The Queensland Government is transforming the state's child protection system to help families care for their children and make Queensland the safest place in Australia to raise a child.

Over the next 10 years, government and non-government sectors, including peak bodies, service providers and communities, will work together to:

  • build a new child and family support system with a greater focus on supporting families to provide a safe home for their children
  • deliver the best outcomes for all Queensland children and their families
  • shape a more accountable, transparent and cost-effective child protection system for Queensland.

The new system will be based on the recommendations outlined in the Queensland Child Protection Commission of Inquiry —Taking Responsibility: A Road Map for Queensland Child Protection.

These improvements will be made through the Supporting Families Changing Futures Reform Program, which aims to:

  • reduce the number of children and young people in the child protection system
  • revitalise frontline services
  • refocus on learning, improving and taking responsibility for a better child protection system.

Contents

The Queensland Child Protection Commission of Inquiry

Commission of Inquiry findings and final report

Child Protection Reform Roadmap

Government response

The Queensland Child Protection Commission of Inquiry

The Queensland Government established the Queensland Child Protection Commission of Inquiry (the Commission of Inquiry) on 1 July 2012 to review if the Queensland child protection system was best supporting vulnerable children and young people. The Commission of Inquiry was led by the Honourable Tim Carmody QC.
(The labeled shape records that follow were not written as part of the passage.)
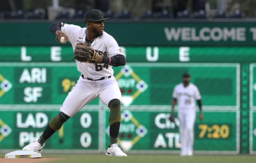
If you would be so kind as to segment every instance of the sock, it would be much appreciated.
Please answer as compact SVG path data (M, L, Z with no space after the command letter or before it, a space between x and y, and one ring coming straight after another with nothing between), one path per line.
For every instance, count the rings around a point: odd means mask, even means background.
M109 128L110 145L113 144L117 143L119 127L120 122L115 122L110 125L110 127Z
M38 139L38 142L43 145L44 142L61 127L62 124L69 118L68 116L62 112L60 112L57 115L51 119L44 132Z
M52 135L52 134L53 134L55 131L56 131L53 130L52 128L51 128L49 125L48 125L46 127L46 128L45 128L44 132L40 136L40 138L39 138L38 140L38 142L43 145L48 138L51 137L51 136Z
M110 109L108 121L109 122L110 145L117 143L119 129L121 121L121 102L119 100L114 99L108 105Z

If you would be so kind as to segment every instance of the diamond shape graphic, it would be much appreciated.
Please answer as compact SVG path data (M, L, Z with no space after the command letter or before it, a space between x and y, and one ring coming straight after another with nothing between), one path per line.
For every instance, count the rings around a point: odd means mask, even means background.
M12 129L0 119L0 142L11 134Z
M8 92L12 87L12 84L0 74L0 97Z
M141 138L144 137L148 130L133 117L132 114L129 110L124 111L121 114L121 126L132 127L131 130L119 133L118 143L120 146L125 151L130 150ZM134 128L133 128L134 127ZM126 128L127 129L127 128ZM106 133L109 135L109 126L106 129Z
M116 75L121 88L122 104L127 107L143 92L148 89L148 84L135 73L132 68L126 65Z

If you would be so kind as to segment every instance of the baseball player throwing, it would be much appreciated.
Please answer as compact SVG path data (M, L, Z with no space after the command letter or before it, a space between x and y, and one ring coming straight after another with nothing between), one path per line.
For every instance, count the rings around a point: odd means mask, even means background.
M197 101L200 114L199 119L203 119L201 96L197 87L189 83L188 73L183 75L183 82L177 85L172 95L172 109L170 120L174 121L173 111L178 102L178 117L180 121L180 137L181 143L181 156L193 156L194 144L194 125L196 118L196 104Z
M59 113L51 119L37 141L27 145L23 150L41 152L45 142L69 118L85 105L99 97L110 109L110 144L107 156L127 156L118 147L117 138L121 122L121 93L113 76L111 66L123 66L125 58L115 39L104 31L102 13L92 9L85 16L86 28L59 22L52 23L50 30L63 43L68 40L74 50L77 70L81 75L68 93ZM88 60L77 61L77 55L86 49ZM85 62L86 61L86 62Z

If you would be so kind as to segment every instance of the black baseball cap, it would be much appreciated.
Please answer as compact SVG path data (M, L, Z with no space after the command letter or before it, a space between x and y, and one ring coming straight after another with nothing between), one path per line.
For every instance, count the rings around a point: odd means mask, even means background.
M189 75L189 74L188 73L186 72L186 73L185 73L183 74L182 77L183 78L190 78L190 75Z
M100 10L91 9L85 14L84 22L94 22L109 18L104 18L102 12Z

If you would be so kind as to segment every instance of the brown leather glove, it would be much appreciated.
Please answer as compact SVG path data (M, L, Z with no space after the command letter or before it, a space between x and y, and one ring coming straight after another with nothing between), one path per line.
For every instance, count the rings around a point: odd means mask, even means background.
M77 43L74 53L74 58L81 62L101 63L99 56L91 46L83 43Z

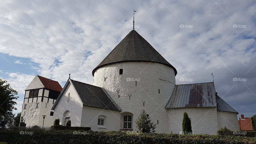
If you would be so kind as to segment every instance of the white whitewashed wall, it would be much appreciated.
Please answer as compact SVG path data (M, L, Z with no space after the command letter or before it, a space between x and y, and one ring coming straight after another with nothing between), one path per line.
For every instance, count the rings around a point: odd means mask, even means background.
M71 126L80 126L83 104L80 101L79 96L77 94L73 86L69 82L66 88L63 92L61 98L55 108L53 115L53 120L59 119L60 124L63 124L65 118L63 115L66 111L69 111ZM69 101L68 101L68 96L70 93Z
M123 69L123 74L119 74ZM107 77L104 81L104 77ZM133 79L139 79L135 86ZM131 80L130 81L129 80ZM108 93L122 110L133 114L134 122L144 109L152 122L159 124L156 132L168 133L167 110L165 108L175 84L173 69L162 64L145 62L123 62L109 65L98 69L94 73L93 85L103 87L114 93ZM158 93L160 89L160 93ZM118 98L117 92L120 98ZM131 95L129 99L128 94ZM145 102L144 106L142 102ZM121 124L119 128L122 128Z

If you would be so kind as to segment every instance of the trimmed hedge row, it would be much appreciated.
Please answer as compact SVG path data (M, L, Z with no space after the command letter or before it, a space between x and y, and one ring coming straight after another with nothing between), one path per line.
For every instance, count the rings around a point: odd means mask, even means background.
M256 137L256 131L255 131L218 130L217 131L217 133L221 135Z
M0 142L9 143L255 143L256 138L206 135L126 133L92 130L0 130Z
M79 127L78 126L63 126L60 125L55 125L52 126L54 130L91 130L90 127Z

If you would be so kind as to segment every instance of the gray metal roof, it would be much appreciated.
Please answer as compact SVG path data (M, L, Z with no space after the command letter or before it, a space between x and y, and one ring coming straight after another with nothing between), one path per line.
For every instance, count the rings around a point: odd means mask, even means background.
M238 113L238 112L233 107L222 99L217 94L216 99L217 100L217 110L218 111L234 112Z
M71 80L83 102L83 105L121 111L102 87Z
M213 82L175 85L166 108L217 106Z
M147 41L135 30L131 31L92 71L93 76L97 69L107 65L126 62L157 62L177 70Z

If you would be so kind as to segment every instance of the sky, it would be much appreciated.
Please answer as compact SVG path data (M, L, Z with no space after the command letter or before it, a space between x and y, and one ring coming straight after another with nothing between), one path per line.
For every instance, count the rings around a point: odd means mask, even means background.
M177 84L211 82L245 117L256 114L256 2L0 0L0 79L19 97L38 75L63 87L135 30L177 70Z

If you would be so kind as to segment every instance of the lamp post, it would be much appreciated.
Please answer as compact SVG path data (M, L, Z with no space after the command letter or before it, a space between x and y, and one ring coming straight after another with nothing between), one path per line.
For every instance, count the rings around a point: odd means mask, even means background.
M43 117L43 123L45 122L45 117L46 117L46 115L42 115Z

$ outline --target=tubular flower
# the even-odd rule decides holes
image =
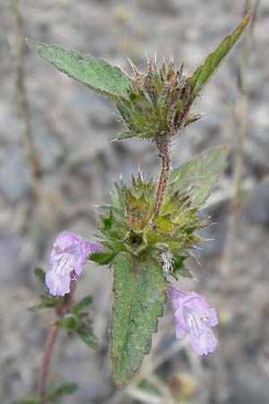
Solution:
[[[70,283],[80,276],[90,252],[103,250],[101,244],[88,242],[71,232],[60,233],[49,256],[46,285],[50,294],[64,296],[70,293]]]
[[[176,338],[180,339],[189,332],[190,345],[198,355],[213,352],[217,339],[210,327],[218,324],[215,309],[195,293],[180,292],[169,286],[168,294],[175,310]]]

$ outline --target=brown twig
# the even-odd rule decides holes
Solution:
[[[74,286],[71,285],[71,291],[69,294],[65,294],[63,303],[58,308],[56,314],[58,317],[64,317],[71,304],[72,301],[72,294],[74,291]],[[55,342],[56,340],[57,333],[58,333],[58,326],[56,324],[53,324],[47,336],[43,356],[40,364],[40,370],[39,374],[39,383],[38,383],[38,391],[39,396],[41,399],[41,402],[45,403],[47,401],[47,381],[49,371],[49,362],[51,358],[51,354],[53,351],[53,347],[55,346]]]
[[[156,144],[160,152],[159,155],[161,158],[161,165],[158,189],[156,193],[154,215],[157,215],[161,209],[170,170],[170,154],[167,136],[162,135],[161,136],[158,137],[156,140]]]
[[[251,5],[251,0],[246,0],[245,11],[249,11]],[[240,196],[244,176],[244,140],[246,136],[246,113],[247,107],[246,72],[248,66],[248,56],[252,41],[253,28],[256,20],[258,5],[259,0],[257,0],[254,5],[252,22],[243,40],[241,58],[238,71],[238,89],[239,94],[234,108],[234,125],[236,132],[236,150],[233,170],[234,196],[230,205],[228,232],[220,266],[221,291],[223,294],[227,292],[230,261],[233,256],[237,228],[241,211]]]

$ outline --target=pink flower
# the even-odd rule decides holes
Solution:
[[[176,338],[180,339],[189,332],[190,345],[198,355],[213,352],[217,339],[209,327],[218,324],[215,309],[195,293],[180,292],[169,286],[168,294],[175,310]]]
[[[53,245],[45,278],[50,294],[69,294],[71,280],[81,275],[90,252],[102,250],[101,244],[88,242],[74,233],[60,233]]]

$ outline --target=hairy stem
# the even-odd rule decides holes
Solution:
[[[72,292],[73,292],[72,285],[71,285],[71,291],[69,294],[65,294],[63,303],[61,306],[58,308],[56,314],[57,317],[64,317],[66,313],[66,311],[68,310],[71,300],[72,300]],[[49,371],[49,362],[51,358],[51,354],[53,351],[53,347],[55,346],[55,342],[56,340],[57,333],[58,333],[58,326],[56,324],[53,324],[47,336],[47,339],[45,342],[44,347],[44,352],[43,356],[41,360],[41,365],[40,365],[40,371],[39,374],[39,395],[41,399],[41,402],[45,403],[47,401],[47,381],[48,381],[48,375]]]
[[[161,136],[157,138],[156,144],[160,152],[159,155],[161,159],[161,175],[156,193],[154,215],[157,215],[160,212],[170,170],[170,154],[167,136],[162,135]]]

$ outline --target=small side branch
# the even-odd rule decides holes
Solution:
[[[157,139],[156,144],[160,152],[159,155],[161,158],[161,175],[156,193],[154,215],[157,215],[160,212],[170,170],[170,154],[169,150],[169,141],[167,136],[162,135],[161,136],[160,136]]]
[[[71,304],[72,292],[74,287],[71,285],[71,291],[69,294],[65,294],[62,305],[57,310],[57,316],[64,317]],[[49,363],[51,358],[51,354],[55,342],[56,340],[57,333],[59,328],[57,325],[54,324],[50,327],[49,331],[47,336],[43,356],[41,360],[40,371],[39,374],[39,383],[38,383],[38,392],[41,399],[41,402],[45,403],[47,401],[47,381],[49,372]]]

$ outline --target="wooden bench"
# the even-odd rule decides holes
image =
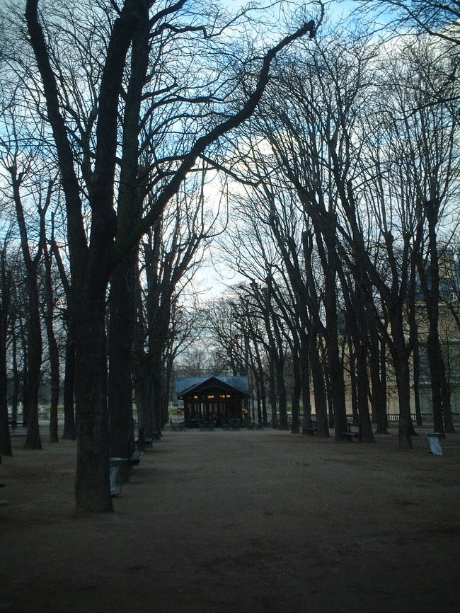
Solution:
[[[185,430],[185,423],[183,421],[173,421],[172,419],[170,419],[169,428],[174,432],[177,432],[178,430],[183,432]]]
[[[153,447],[154,446],[154,439],[151,438],[137,438],[134,441],[136,443],[136,447],[137,449],[144,449],[146,447]]]
[[[441,436],[439,432],[423,432],[426,440],[427,445],[430,448],[430,453],[433,455],[442,455],[442,448],[439,445],[439,437]]]
[[[316,436],[318,433],[318,423],[316,423],[316,420],[311,419],[310,423],[311,424],[311,426],[304,426],[303,430],[304,430],[305,432],[308,432],[310,436]]]
[[[348,437],[350,440],[353,440],[353,438],[357,438],[361,440],[361,426],[357,423],[347,423],[347,432],[342,432],[343,436]]]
The Commission of Inquiry was charged with:

  • reviewing the entire child protection system, and making affordable, sustainable, deliverable and effective recommendations for legislative and operational reforms
  • charting a roadmap for achieving a new child protection system over the next decade.

Commission of Inquiry findings and final report

The Commission of Inquiry released its final report —Taking Responsibility: A Road Map for Queensland Child Protection to the Queensland Government in July 2013.

Although a lot of hard work, good intentions, and large amounts of money were invested since 2000, the Commission found that the Queensland child protection system didn't ensure the safety, wellbeing and best interests of children as best it could. The 3 reasons identified for this that were:

  1. more money needed to be spent on early intervention to support vulnerable families
  2. a widespread risk-adverse culture that focuses too heavily on coercive instead of supportive strategies and overreacts to (or over compensates for) hostile media and community scrutiny
  3. a tendency from all parts of society to shift responsibility onto (the department of) Child Safety.

The Commission of Inquiry also found that over the past decade:

  • child protection intakes have tripled
  • the rate of Aboriginal and Torres Strait Islander children in out-of-home care has tripled
  • the number of children in out-of-home care has more than doubled
  • children in care are staying there for longer periods
  • the budget for child protection services has more than tripled, going from $182.3 million in 2003–04 to $773 million in 2012–13.

Child Protection Reform Roadmap

The Commission of Inquiry's report has 121 recommendations and includes the Child Protection Reform Roadmap (the roadmap), which details how the reform process should be actioned.

The roadmap groups the recommendations into actions under 3 strategies:

  1. Reduce the number of children and young people in the child protection system
  2. Revitalise child protection frontline services and family support, breaking the intergenerational cycle of abuse and neglect
  3. Refocus oversight on learning, improving and taking responsibility.

The goals of the roadmap is:

  1. for parents and families to protect and care for their children
  2. where there are no acceptable alternatives, children and young people are taken into care and protected and cared for.

The Commission of Inquiry saw that strong collaborative partnerships between the government and the non-government sector was needed to action the roadmap:

"Implementing the roadmap should not be the responsibility of Child Safety alone.

All agencies providing human services must take responsibility for child protection outcomes. The roadmap includes designated activities to be performed by other government agencies and the non-government sector."

Government response

The Queensland Government considered the merits and impacts of each recommendation and released its response to the report in December 2013 (Queensland Government response to the Queensland Child Protection Commission of Inquiry final report). The Queensland Government accepted 115 of the Commission's recommendations in full and the remaining 6 recommendations in-principle.

The Queensland Government has committed $406 million in new funding over the 5 years from 2014-15 to 2018-19 to implementing the Commission of Inquiry child protection reforms.